Radio / Television News

Cassaday wants next government to re-visit industry regs


TORONTO – In his speech to shareholders during Corus Entertainment’s annual general meeting on Thursday, company president and CEO John Cassaday decried the state of government policy when it comes to TV and radio regs.

“While it is true that companies such as Corus have performed well in the past, in this time of unprecedented technological change and global flows, we cannot take the future prosperity of our sector for granted,” he said.

What follows is an excerpt of his written speech:

Our view is that the agencies responsible for regulating our industry are not sufficiently aligned behind the broad government policy of competitiveness and prosperity.

Achieving such alignment is an important strategic priority for our new government regardless of which party is in power.

1. Canadian regulation of the communication industry is internally focussed and needs to be re-framed to consider our relative position versus successful media and communications companies in the U.S.

We compete with these companies for capital and thus the tools to innovate, create jobs and prosper.

The recent increase in SOCAN fees is a good example. Fees were increased despite the fact that the growth in this royalty payment had already increased by 19% over the preceding five years. In this fiscal year Corus will pay at least 25% more than we did last year.

So, our “social” costs in radio are now three times higher than in the U.S. The margin gap, and this significant contributor to its existence, does not go unnoticed by U.S. investors.

2. Canadian regulation is incremental and focuses on subsidizing failure as opposed to recognizing success. The recent policy to increase Canadian expenditure commitments in brackets based on operating margins represents the introduction of telecom rate of return regulation that has no place in a competitive environment like Canadian television.

Our success in television is due to programming excellence and customer service, not rate regulation.

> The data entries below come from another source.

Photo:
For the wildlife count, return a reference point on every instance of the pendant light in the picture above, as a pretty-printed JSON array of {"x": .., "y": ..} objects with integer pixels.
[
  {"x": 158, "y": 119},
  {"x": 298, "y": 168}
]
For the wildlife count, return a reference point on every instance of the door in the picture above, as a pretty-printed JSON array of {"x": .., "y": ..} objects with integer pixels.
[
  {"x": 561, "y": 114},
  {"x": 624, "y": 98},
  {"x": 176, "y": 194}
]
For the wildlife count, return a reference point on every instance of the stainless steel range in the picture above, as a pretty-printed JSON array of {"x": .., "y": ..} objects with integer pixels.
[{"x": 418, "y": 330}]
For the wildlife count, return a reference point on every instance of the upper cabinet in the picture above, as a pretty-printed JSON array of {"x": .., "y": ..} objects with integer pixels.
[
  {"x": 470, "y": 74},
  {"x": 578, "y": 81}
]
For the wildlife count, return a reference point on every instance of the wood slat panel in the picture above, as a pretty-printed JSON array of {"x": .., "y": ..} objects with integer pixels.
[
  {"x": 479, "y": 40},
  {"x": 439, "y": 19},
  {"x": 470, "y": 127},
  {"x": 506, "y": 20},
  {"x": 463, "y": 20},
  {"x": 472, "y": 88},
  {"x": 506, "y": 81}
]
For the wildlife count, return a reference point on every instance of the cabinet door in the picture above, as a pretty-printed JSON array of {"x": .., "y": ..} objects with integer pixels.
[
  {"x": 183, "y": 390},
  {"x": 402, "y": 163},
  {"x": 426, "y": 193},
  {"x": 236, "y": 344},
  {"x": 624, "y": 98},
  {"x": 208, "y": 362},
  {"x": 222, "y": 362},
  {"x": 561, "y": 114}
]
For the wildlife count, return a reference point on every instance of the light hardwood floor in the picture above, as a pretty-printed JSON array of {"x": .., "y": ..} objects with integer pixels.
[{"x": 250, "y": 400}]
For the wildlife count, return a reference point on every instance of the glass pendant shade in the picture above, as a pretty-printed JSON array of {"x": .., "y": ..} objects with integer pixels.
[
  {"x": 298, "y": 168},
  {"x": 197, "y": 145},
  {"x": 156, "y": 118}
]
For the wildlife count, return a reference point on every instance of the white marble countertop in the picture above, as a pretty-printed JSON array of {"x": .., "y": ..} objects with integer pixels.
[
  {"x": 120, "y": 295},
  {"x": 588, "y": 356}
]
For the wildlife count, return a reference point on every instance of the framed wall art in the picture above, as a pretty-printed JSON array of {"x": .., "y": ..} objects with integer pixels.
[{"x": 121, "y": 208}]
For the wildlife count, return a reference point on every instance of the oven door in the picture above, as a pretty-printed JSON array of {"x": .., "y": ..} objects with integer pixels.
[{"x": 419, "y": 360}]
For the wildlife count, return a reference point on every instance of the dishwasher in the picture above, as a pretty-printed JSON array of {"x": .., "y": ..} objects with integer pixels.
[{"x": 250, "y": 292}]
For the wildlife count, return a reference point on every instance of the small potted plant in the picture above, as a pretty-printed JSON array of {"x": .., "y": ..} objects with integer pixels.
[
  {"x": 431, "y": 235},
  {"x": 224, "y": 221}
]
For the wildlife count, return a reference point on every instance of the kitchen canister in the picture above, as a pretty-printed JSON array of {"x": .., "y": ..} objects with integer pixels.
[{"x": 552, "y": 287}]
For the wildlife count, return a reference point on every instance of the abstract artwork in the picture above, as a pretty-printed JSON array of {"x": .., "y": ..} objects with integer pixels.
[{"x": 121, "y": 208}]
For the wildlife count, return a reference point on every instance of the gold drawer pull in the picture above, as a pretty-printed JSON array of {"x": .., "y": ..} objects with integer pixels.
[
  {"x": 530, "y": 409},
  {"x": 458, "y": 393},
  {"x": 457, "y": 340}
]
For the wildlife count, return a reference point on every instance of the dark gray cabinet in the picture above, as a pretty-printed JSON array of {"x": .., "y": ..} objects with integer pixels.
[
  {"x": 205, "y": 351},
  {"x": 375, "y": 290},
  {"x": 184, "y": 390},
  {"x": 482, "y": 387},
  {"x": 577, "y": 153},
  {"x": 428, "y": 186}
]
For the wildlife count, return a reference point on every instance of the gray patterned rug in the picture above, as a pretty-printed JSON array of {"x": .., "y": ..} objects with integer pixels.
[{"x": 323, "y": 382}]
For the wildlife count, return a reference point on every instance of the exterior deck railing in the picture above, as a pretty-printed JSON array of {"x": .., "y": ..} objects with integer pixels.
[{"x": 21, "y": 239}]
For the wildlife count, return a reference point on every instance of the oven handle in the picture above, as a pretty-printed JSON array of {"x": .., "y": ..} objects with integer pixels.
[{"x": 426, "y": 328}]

It is almost impossible to find an example of a specialty TV service that has had a subscriber rate increase in the past 10 years. Our success, therefore, is due to effective cost control and excellent performance by our programming and sales and marketing teams.

The single most effective way to stimulate the distinctiveness of the Canadian broadcasting system is to encourage increased contributions to artists and producers through economic growth not through progressive taxes on profits.

3. Finally, a recommendation that we have made many times in the past. We need to rethink our policy on industry consolidation. Canada needs to encourage the creation of strong media companies.

We walk a tight rope in our industry. That tight rope has cultural obligations on one side in return for protection from foreign interests on the other. It’s a system cobbled together by a series of puts and takes recognizing our scale limitation, that on an isolated basis looks flawed but in total works reasonably well.

However, going forward, securing programming rights will be essential for continued success and we need companies strong enough to be viewed as viable partners in the delivering of expensive intellectual property.

While we assess the merits of allowing consolidation and the creation of large media companies to ensure survival, we also need to assess the on-going merit of high-public benefits taxes – 10% for TV, 6% for Radio instituted at a time when multi-billion dollar transactions were not contemplated.

So, in summary from a government policy point of view, there is a need to:

1. Embrace the merits of fostering a globally competitive industry.
2. Reward success.
3. Increase the probability of success by encouraging the creation of larger enterprises.